Fern’s Chicken Curry with Peaches


This is my step mom’s recipe. Its delicious, bursting with flavour and has a sweetness to it that kids will also love. This one is nice to make over a weekend and then to let it sit in the fridge for a monday night dinner and just warm up and serve as it really is better if it sits for a day 🙂

250g dried peaches

500mls fresh orange juice (with segments if possible)

35 ml olive oil

8 – 10 chicken thighs (skin on)

2 onions, diced

2 cloves garlic, crushed

2 carrots, sliced

1 leek, (or 2 baby leeks) sliced

2 sticks cinnamon

3 whole cloves

2.5 mls (half a teaspoon) ground ginger

15mls (1 tbsp) curry powder

20 mls vinegar

40 mls brown sugar

5 mls (1 tsp) salt

8 baby potatoes

300 mls chicken stock

– Soak the peaches overnight in the orange juice.
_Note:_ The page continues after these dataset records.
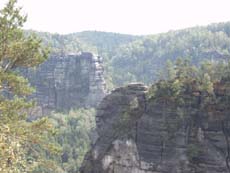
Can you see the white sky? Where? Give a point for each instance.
(122, 16)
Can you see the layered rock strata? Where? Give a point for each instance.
(68, 81)
(137, 135)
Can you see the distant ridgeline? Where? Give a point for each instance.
(68, 81)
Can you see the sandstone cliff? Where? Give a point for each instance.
(68, 81)
(140, 135)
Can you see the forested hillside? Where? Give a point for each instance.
(130, 58)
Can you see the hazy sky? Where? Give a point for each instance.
(123, 16)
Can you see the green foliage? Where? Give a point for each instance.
(18, 137)
(74, 135)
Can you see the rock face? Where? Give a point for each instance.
(64, 82)
(137, 135)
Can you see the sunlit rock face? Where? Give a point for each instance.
(137, 135)
(68, 81)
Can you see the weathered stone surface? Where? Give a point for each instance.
(68, 81)
(140, 136)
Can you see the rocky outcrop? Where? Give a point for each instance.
(139, 135)
(68, 81)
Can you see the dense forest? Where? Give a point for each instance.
(130, 58)
(64, 138)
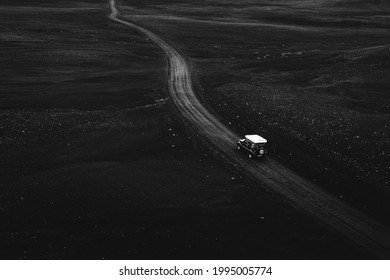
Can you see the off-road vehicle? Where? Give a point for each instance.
(253, 145)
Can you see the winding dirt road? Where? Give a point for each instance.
(296, 190)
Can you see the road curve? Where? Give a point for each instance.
(296, 190)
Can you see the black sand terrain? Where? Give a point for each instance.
(96, 163)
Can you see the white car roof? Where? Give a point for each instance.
(257, 139)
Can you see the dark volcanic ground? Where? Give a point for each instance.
(94, 162)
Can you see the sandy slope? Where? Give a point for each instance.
(296, 190)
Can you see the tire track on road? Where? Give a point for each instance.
(293, 188)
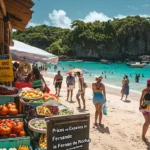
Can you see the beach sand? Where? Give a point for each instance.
(122, 126)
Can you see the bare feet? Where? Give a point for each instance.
(101, 125)
(79, 107)
(95, 125)
(144, 138)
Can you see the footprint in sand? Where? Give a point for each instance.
(121, 133)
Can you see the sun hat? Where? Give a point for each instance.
(148, 81)
(98, 78)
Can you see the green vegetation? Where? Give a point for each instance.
(115, 38)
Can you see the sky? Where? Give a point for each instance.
(61, 13)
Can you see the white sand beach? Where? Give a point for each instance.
(123, 124)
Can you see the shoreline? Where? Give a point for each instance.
(109, 90)
(122, 126)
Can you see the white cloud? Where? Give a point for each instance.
(60, 19)
(146, 5)
(93, 16)
(31, 24)
(46, 22)
(132, 7)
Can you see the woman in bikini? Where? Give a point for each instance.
(145, 108)
(125, 87)
(99, 98)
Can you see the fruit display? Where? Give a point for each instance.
(47, 110)
(9, 109)
(50, 96)
(66, 112)
(44, 99)
(20, 148)
(8, 91)
(23, 148)
(11, 128)
(32, 94)
(8, 149)
(43, 141)
(39, 124)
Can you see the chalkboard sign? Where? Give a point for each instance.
(68, 132)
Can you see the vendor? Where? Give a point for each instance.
(19, 76)
(37, 76)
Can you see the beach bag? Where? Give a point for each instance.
(105, 109)
(37, 83)
(84, 85)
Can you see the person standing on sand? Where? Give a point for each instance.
(81, 91)
(145, 108)
(58, 82)
(70, 81)
(99, 98)
(125, 87)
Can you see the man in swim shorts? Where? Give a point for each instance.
(70, 81)
(58, 82)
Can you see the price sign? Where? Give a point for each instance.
(68, 132)
(6, 68)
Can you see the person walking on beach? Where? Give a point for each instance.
(58, 82)
(99, 98)
(70, 81)
(125, 87)
(81, 91)
(145, 108)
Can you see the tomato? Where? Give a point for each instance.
(12, 135)
(4, 129)
(3, 110)
(11, 105)
(22, 133)
(12, 111)
(17, 128)
(17, 120)
(9, 124)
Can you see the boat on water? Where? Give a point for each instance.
(137, 65)
(104, 61)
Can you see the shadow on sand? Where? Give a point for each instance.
(71, 101)
(147, 143)
(103, 129)
(82, 110)
(127, 101)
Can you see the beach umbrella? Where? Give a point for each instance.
(75, 70)
(30, 53)
(85, 71)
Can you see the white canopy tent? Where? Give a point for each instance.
(27, 52)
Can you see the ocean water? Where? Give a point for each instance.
(114, 73)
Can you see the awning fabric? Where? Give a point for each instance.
(27, 52)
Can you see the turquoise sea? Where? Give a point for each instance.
(113, 80)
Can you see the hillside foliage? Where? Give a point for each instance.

– Pre heat your oven to 160 C

– Heat oil in a large pan and brown the chicken thighs well on both sides. Set aside.

– Add onion and garlic to the pan and saute till soft. Add carrot and leek slices and saute for 3 minutes.
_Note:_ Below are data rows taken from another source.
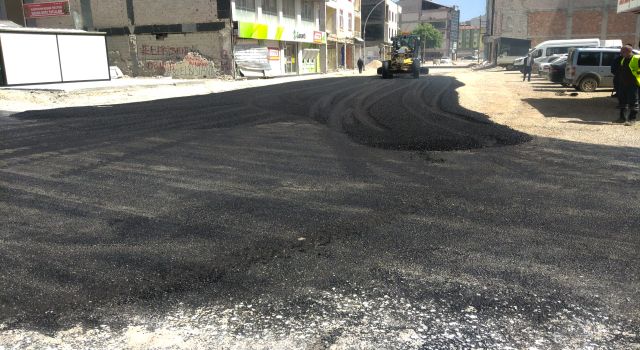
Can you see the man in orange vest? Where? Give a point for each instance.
(628, 83)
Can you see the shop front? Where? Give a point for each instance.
(269, 50)
(341, 53)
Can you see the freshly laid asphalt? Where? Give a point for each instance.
(333, 213)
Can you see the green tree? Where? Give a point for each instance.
(430, 36)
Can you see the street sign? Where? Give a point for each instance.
(46, 9)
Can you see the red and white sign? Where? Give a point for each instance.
(274, 54)
(46, 9)
(628, 6)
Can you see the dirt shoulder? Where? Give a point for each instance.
(544, 109)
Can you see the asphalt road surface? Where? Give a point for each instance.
(328, 214)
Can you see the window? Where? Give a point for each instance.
(307, 10)
(289, 8)
(270, 7)
(589, 59)
(556, 50)
(608, 58)
(248, 5)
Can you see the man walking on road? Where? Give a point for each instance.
(628, 82)
(528, 63)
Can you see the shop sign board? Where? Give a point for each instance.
(274, 54)
(46, 9)
(261, 31)
(628, 6)
(319, 37)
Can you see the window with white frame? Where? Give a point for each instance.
(289, 8)
(247, 5)
(307, 10)
(270, 7)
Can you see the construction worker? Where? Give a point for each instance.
(628, 83)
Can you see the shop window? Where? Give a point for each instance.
(247, 5)
(307, 10)
(289, 8)
(270, 7)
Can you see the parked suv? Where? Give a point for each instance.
(590, 68)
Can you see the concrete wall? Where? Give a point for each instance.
(186, 55)
(541, 20)
(183, 39)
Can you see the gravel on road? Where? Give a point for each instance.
(315, 215)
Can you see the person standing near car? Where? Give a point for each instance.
(628, 83)
(527, 68)
(615, 70)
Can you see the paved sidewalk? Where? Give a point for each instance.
(128, 90)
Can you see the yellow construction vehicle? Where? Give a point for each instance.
(403, 56)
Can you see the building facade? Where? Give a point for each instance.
(382, 23)
(205, 38)
(147, 37)
(343, 23)
(278, 37)
(443, 18)
(470, 40)
(541, 20)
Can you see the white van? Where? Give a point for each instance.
(555, 47)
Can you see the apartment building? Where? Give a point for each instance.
(343, 23)
(382, 23)
(145, 37)
(541, 20)
(279, 37)
(205, 38)
(470, 42)
(444, 18)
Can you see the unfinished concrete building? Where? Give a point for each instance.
(541, 20)
(145, 37)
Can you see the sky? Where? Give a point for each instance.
(468, 8)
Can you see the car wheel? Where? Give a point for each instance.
(385, 69)
(415, 69)
(588, 84)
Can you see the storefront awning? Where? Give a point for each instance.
(629, 6)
– Take off the heat and add cinnamon, cloves, ginger and curry powder. Stir. Place a lid on and let the mixture ‘sweat’ for 4 minutes.

– Place back on the heat, add the vinegar, brown sugar and salt. Add the potatoes to the mixture and add the chicken thighs.

– Add peaches and the orange juice and mix well and then pour the chicken stock over the top.

– Bake for 1 and a half to 2 hours.

The flavours in this curry will develop if allowed to stand for 24 hours (refrigerated).